NEW YORK (Reuters) - Private employers unexpectedly cut 39,000 jobs in September after adding an upwardly revised 10,000 jobs in August, a report by a payrolls processor showed on Wednesday.
The ADP Employer Services report had been expected to show the private sector added 24,000 jobs in September, according to the median of estimates from 38 economists surveyed by Reuters.
The August figure was originally reported as a loss of 10,000.
The ADP report, jointly developed with Macroeconomic Advisers LLC, come ahead of the government’s much more comprehensive labor market report on Friday, which includes both public and private sector employment.

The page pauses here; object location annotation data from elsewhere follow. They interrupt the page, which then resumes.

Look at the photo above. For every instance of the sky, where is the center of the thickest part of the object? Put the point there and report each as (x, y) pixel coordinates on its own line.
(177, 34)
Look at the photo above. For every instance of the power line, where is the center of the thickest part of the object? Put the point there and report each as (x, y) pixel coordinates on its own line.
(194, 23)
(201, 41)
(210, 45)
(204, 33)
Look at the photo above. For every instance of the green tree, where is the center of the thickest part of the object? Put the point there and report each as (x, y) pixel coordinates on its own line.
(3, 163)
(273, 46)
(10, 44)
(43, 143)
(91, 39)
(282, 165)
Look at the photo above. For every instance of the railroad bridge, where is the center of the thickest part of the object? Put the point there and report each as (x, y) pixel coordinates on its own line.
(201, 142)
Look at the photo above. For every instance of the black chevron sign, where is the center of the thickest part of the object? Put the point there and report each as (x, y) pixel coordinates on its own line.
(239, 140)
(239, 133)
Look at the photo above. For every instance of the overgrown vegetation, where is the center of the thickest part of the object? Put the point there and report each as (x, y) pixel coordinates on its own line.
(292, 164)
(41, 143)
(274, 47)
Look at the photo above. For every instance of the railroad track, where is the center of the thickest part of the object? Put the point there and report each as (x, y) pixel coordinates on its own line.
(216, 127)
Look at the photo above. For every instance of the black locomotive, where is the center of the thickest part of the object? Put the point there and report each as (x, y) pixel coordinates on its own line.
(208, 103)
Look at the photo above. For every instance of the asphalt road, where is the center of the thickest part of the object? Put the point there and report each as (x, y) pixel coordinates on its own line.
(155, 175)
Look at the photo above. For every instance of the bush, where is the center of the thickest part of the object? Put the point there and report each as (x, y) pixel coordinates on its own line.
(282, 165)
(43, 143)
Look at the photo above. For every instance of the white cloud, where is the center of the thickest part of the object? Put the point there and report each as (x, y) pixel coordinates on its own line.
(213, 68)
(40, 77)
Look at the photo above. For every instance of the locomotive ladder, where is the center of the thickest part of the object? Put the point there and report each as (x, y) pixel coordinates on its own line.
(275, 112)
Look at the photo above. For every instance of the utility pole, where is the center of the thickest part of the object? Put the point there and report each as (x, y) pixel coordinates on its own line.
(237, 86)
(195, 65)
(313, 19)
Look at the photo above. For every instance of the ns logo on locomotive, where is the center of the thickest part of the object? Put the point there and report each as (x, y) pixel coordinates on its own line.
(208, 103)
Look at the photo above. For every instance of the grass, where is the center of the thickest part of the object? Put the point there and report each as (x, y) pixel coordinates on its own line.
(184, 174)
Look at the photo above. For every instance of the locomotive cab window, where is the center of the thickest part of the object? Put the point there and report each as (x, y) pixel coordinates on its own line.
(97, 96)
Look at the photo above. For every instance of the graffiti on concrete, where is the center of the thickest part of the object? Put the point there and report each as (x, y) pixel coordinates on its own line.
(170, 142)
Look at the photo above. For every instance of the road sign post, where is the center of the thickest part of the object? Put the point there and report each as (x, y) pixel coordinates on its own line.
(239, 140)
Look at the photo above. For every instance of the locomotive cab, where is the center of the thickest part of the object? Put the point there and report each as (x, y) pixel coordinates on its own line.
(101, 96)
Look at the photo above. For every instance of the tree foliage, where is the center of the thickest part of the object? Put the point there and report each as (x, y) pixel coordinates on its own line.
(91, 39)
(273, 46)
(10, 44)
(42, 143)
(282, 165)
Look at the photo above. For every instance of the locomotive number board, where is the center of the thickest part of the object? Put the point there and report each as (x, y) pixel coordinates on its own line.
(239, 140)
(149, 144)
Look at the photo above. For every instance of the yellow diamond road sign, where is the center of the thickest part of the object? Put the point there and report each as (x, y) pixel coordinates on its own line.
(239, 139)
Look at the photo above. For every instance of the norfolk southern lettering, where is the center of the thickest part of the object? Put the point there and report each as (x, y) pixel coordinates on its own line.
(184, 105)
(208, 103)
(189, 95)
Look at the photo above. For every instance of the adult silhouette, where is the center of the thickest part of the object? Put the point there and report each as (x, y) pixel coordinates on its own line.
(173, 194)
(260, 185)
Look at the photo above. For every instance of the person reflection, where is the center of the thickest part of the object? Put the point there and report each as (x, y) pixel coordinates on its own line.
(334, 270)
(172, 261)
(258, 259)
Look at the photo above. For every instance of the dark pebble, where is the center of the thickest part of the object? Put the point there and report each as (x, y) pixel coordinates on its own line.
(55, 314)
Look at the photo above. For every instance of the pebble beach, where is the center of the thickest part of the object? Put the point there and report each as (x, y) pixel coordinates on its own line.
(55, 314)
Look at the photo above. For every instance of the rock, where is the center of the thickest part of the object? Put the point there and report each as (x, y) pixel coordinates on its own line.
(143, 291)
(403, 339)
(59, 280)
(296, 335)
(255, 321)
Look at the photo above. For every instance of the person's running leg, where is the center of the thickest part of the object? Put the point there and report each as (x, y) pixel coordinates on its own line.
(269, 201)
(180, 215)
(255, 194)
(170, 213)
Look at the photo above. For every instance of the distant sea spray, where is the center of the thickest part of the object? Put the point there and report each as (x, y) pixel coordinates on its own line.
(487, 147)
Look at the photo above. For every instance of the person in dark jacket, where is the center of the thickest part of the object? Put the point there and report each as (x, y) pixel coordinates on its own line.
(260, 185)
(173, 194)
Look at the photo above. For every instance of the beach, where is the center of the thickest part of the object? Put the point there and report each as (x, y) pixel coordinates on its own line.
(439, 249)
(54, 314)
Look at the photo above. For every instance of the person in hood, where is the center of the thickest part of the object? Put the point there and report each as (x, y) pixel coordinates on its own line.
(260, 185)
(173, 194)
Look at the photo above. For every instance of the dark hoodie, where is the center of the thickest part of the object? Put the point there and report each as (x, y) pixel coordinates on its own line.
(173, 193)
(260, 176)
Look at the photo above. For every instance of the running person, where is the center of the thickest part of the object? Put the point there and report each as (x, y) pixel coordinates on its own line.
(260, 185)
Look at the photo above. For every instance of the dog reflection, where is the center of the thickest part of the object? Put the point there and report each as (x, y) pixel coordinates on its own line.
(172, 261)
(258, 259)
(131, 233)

U.S. stock index futures cut their gains after the release, while the U.S. dollar lost ground. U.S. Treasury bonds climbed.
Speaking to a teleconference of journalists, Macroeconomic Advisers chairman Joel Prakken said there was a good chance Friday’s nonfarm payrolls number is going to be “pretty soft” as temporary positions that the government created for the Census continue to drop off.
Prakken also said he expects “quite modest” growth in employment through the end of the year and into early next year.
“It wouldn’t surprise me at all if the unemployment rate ticks up from the most recently reported 9.6 percent to something like 9.8 percent or even 9.9 percent by the end of the year,” Prakken said.
Friday’s report is expected to show overall nonfarm payrolls were unchanged in September, based on a Reuters poll of analysts. Private payrolls, however, are expected to increase by 75,000. The unemployment rate is forecast to edge up to 9.7 percent.
Economists often refer to the ADP report to fine-tune their expectations for the payrolls numbers, though it is not always accurate in predicting the outcome.